An ongoing phishing campaign is abusing the OAuth authentication redirection mechanism to avoid triggering conventional email and browser defenses, Microsoft researchers have revealed.
The attackers are targeting government and public-sector organizations, and redirecting unsuspecting users from trusted login pages to their own infrastructure, to serve malware or capture login credentials.
The attack, from the victim’s perspective
The OAuth authentication redirection mechanism is a trusted login feature used by Microsoft, Google and others. It allows users to sign in via a central identity provider and then be automatically redirected back to an approved application.
In this campaign, though, the attackers manipulated that redirect flow so victims were sent from a legitimate authentication page to malicious sites hosting phishing kits or malware.
The attack starts with a legitimate-looking email, containing a link that appears to point to a legitimate Microsoft or Google login page or a PDF attachment that contains such a link.
After clicking, the victim briefly lands on a genuine OAuth sign-in page hosted on a trusted domain. The URL looks authentic, and the page design matches what they see every day. Within moments, however, the browser redirects the user again, to an attacker-controlled site.
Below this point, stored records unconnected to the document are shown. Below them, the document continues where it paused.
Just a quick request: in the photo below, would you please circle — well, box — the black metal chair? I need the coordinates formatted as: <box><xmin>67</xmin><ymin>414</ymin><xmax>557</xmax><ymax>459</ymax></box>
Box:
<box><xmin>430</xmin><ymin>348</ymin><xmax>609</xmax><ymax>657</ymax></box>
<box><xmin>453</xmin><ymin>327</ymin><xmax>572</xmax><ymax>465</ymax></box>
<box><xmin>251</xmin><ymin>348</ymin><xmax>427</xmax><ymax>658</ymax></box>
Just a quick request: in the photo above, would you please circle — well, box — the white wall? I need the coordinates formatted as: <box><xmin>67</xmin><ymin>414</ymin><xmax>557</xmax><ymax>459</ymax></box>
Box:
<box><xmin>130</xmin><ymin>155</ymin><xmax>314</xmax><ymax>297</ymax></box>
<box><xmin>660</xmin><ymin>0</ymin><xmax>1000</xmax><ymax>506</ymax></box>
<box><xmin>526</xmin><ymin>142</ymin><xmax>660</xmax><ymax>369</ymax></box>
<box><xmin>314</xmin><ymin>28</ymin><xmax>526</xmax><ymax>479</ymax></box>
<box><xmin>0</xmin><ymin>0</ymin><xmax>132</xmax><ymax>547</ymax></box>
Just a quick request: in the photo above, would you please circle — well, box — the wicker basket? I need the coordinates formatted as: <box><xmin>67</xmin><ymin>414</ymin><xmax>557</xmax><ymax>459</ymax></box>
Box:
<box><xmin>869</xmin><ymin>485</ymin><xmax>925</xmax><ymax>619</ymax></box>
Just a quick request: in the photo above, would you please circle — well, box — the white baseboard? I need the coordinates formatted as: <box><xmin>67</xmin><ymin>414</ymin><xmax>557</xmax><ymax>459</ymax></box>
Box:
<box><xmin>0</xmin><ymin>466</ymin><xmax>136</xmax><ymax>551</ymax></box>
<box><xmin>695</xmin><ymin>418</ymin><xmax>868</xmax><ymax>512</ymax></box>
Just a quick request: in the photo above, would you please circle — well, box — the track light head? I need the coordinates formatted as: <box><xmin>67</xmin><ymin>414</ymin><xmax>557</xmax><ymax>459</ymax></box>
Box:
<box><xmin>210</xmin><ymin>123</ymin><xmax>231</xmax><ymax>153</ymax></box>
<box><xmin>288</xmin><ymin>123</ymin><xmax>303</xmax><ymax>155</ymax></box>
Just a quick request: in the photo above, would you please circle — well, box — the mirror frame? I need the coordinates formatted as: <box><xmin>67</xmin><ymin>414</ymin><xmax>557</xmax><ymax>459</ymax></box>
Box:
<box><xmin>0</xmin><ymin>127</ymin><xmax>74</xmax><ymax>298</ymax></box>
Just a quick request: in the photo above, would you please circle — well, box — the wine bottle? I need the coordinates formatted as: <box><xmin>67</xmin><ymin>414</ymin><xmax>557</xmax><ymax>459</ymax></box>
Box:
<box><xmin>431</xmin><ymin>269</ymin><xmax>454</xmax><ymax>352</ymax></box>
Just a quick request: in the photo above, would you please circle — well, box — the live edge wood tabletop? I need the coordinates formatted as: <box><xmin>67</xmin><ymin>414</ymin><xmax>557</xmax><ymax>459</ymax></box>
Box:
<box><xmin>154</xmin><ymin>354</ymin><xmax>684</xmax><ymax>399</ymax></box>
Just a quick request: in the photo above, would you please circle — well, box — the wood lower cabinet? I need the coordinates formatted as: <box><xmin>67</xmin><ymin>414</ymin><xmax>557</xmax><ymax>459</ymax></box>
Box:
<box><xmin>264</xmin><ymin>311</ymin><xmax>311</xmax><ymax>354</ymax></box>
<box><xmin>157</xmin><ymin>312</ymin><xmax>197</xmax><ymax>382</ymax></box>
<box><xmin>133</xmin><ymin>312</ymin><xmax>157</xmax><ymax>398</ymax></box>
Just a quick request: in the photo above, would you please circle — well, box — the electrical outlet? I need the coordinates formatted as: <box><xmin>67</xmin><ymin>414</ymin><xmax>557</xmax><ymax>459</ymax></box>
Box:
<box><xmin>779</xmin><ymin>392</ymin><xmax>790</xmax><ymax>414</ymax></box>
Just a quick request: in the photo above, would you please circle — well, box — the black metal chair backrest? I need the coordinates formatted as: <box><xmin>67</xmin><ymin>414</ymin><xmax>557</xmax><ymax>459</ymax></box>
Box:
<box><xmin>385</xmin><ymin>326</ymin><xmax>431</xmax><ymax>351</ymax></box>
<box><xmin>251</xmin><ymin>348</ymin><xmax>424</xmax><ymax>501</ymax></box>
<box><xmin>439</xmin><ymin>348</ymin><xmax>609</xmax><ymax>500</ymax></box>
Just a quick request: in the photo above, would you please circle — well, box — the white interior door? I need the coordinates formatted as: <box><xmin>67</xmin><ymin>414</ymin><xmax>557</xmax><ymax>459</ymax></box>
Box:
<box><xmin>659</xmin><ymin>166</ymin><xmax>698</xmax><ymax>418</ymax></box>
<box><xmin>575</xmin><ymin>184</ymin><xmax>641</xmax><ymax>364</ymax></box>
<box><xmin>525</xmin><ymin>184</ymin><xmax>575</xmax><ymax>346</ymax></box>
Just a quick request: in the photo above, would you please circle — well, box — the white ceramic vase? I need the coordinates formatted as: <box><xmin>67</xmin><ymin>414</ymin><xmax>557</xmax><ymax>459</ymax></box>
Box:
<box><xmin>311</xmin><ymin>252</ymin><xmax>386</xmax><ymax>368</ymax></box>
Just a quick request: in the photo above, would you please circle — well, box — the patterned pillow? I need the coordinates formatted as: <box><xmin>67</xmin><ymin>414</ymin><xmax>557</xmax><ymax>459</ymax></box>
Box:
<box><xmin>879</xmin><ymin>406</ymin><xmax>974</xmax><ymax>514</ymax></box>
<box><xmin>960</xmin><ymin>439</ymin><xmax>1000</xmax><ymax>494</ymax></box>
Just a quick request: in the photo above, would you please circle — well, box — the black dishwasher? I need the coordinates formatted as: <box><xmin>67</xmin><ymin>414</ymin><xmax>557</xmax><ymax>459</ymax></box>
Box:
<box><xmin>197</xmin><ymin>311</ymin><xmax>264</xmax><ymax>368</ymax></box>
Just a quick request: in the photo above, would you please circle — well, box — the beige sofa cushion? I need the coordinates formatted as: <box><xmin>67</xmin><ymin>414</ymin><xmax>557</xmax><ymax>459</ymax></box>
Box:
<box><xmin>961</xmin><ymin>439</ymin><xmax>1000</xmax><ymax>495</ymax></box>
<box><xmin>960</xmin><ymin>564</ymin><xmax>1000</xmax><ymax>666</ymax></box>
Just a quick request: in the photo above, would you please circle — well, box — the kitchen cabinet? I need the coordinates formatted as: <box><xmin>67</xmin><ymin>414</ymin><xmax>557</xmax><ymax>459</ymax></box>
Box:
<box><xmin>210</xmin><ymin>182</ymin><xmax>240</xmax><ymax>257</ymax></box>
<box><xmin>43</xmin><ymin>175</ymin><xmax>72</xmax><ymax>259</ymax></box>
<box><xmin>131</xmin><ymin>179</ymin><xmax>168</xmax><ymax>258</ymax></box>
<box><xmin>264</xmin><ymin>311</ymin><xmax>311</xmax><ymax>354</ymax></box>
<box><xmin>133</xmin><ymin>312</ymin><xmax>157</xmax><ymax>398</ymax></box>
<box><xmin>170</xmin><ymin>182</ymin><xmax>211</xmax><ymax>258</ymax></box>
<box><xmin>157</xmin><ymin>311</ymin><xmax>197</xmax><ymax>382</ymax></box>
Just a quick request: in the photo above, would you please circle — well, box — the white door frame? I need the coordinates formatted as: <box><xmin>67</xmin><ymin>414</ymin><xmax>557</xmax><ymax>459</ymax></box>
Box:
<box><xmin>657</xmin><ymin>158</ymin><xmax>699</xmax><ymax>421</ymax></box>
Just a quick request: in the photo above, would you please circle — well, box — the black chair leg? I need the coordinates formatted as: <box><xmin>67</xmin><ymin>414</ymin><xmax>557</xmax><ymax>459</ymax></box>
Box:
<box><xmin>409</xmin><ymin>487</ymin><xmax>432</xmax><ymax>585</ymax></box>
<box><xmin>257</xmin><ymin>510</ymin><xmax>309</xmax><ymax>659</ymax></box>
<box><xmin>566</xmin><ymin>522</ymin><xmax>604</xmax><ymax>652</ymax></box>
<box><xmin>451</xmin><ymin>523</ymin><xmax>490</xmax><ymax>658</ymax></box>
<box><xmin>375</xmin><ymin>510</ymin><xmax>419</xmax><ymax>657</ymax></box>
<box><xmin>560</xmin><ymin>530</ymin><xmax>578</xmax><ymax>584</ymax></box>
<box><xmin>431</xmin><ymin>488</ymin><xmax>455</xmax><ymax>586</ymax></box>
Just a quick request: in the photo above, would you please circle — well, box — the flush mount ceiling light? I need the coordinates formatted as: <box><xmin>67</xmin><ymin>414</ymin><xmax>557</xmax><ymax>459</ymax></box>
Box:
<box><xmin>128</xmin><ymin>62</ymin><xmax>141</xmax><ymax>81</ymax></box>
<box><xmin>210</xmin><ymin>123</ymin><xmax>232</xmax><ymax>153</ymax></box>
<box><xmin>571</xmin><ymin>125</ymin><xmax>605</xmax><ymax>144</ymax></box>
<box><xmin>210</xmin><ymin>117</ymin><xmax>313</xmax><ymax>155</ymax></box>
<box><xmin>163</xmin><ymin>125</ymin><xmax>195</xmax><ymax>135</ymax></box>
Depending on the campaign variant, the victim may see a convincing but fake login page designed to capture credentials or session tokens, or a page that automatically downloads a ZIP archive or shortcut file disguised as the promised document / recording / report.
ZIP to malicious payload (Source: Microsoft)
OAuth abused
In this campaign, attackers exploit weaknesses OAuth’s redirection logic by crafting OAuth authorization requests with deliberately invalid parameters (e.g., an impossible scope or a “silent authentication” prompt that can’t succeed).
Parameters used by the attackers (Source: Microsoft)
When the identity provider (e.g., Microsoft Entra ID) tries to process such a request, it triggers a standard error-handling redirect back to a “registered” redirect URI that the attackers control.
“By design, OAuth flows may redirect users following certain error conditions. Attackers exploit this behavior to silently probe authorization endpoints and infer the presence of active sessions or authentication enforcement,” the researchers explained.
“Although user interaction is still required to click the link, the redirect path leverages trusted identity provider domains to advance the attack.”
Attackers persist despite app takedowns
The abuse of a trusted authentication redirect makes the attack blend in with legitimate business activity, reducing the likelihood that the victim realizes anything malicious has occurred.
And the email lures used by the attackers are not unusual: invitations to view a document; a recording of a Teams meeting, an invitation to see an employee report, a Microsoft 365 password validation request, an e-signature request, or a calendar invite.
Social security, financial, and political themes have also been used, according to Microsoft.
The researchers didn’t say how widespread these campaigns are but have confirmed that despite Microsoft Entra having disabled the observed OAuth applications created and leveraged by the attackers, “related OAuth activity persists and requires ongoing monitoring.”
“To reduce risk, organizations should closely govern OAuth applications by limiting user consent, regularly reviewing application permissions, and removing unused or overprivileged apps. Combined with identity protection, Conditional Access policies, and cross-domain detection across email, identity, and endpoint, these measures help prevent trusted authentication flows from being misused for phishing or malware delivery,” Microsoft researchers concluded.